[XML-SIG] Performance question

05 Nov 2002 10:02:48 +0000

"Fred L. Drake, Jr." <fdrake@acm.org> writes:

> Bryan Pendleton writes:
>  > I was trying to figure out what sort of XML Parser
>  > performance I could expect out of pyxml. I'm using
>  > Python 2.2.2 under Windows 2000 with pyxml 0.8.1.
> 
> My test below was run using Python 2.2.2 on RedHat Linux 7.2 using
> PyXML from CVS.

If you want _another_ factor of 10, go to PyLTXML.  The report below
is from Python 2.2.1 on RedHat Linux 7.2 using PyXML 0.8.1 and
PyLTXML-1.3-2.

I used Fred's driver, added two new functions to text bit-level and
tree-level access via PyLTXML.

parser performance test
100 parses took 3.88 seconds, or 0.04 seconds/parse
100 parses took 0.25 seconds, or 0.00 seconds/parse
100 parses took 0.02 seconds, or 0.00 seconds/parse
100 parses took 0.03 seconds, or 0.00 seconds/parse

The first measurement is the original 4DOM DOM builder, the second is
the expatbuilder, the third is PyLTXML returning the whole tree, the
fourth is PyLTXML returning every bit (start tag, end tag, text).  I
guess the tree is faster because it's slightly lazy wrt Python
structures, i.e. only the root is in Python form as returned, the rest
gets converted from the native C structs as you walk the Python tree.
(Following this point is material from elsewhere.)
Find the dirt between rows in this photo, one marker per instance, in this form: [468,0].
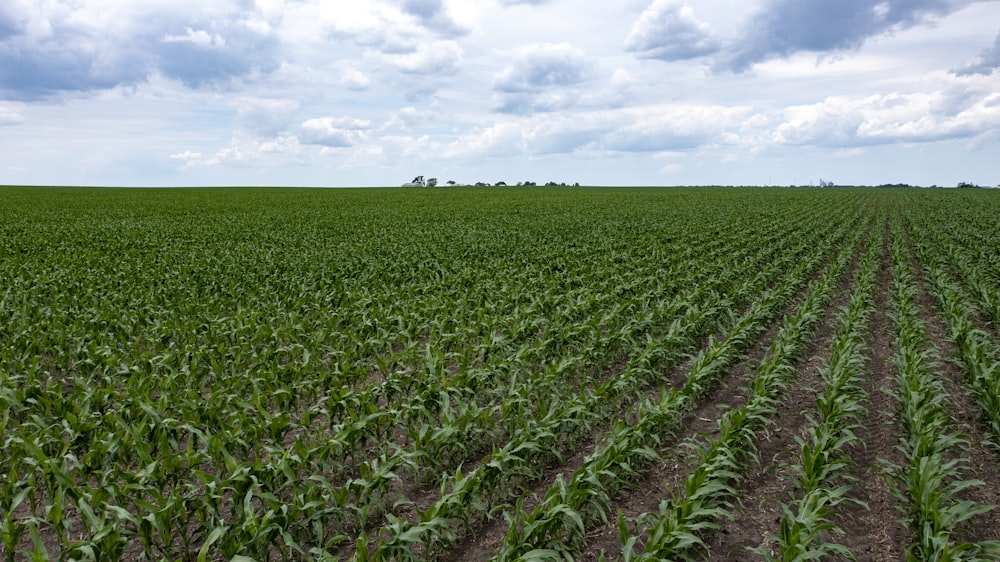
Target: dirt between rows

Here are the additions I made to Fred's version of the script:

import PyLTXML

. . .

def allBits(s):
  f=PyLTXML.OpenString(s1,PyLTXML.NSL_read|PyLTXML.NSL_read_namespaces)
  b=PyLTXML.GetNextBit(f)
  while b:
    b=PyLTXML.GetNextBit(f)
  PyLTXML.Close(f)

def itemParse(s):
  f=PyLTXML.OpenString(s1,PyLTXML.NSL_read|PyLTXML.NSL_read_namespaces)
  b=PyLTXML.GetNextBit(f)
  while b.type!='start':
    b=PyLTXML.GetNextBit(f)
  d=PyLTXML.ItemParse(f,b.item)
  PyLTXML.Close(f)
  return d  

. . .

doTest(100, s1, itemParse)
doTest(100, s1, allBits)

-- 
  Henry S. Thompson, HCRC Language Technology Group, University of Edinburgh
          W3C Fellow 1999--2002, part-time member of W3C Team
     2 Buccleuch Place, Edinburgh EH8 9LW, SCOTLAND -- (44) 131 650-4440
	    Fax: (44) 131 650-4587, e-mail: ht@cogsci.ed.ac.uk
		     URL: http://www.ltg.ed.ac.uk/~ht/
 [mail really from me _always_ has this .sig -- mail without it is forged spam]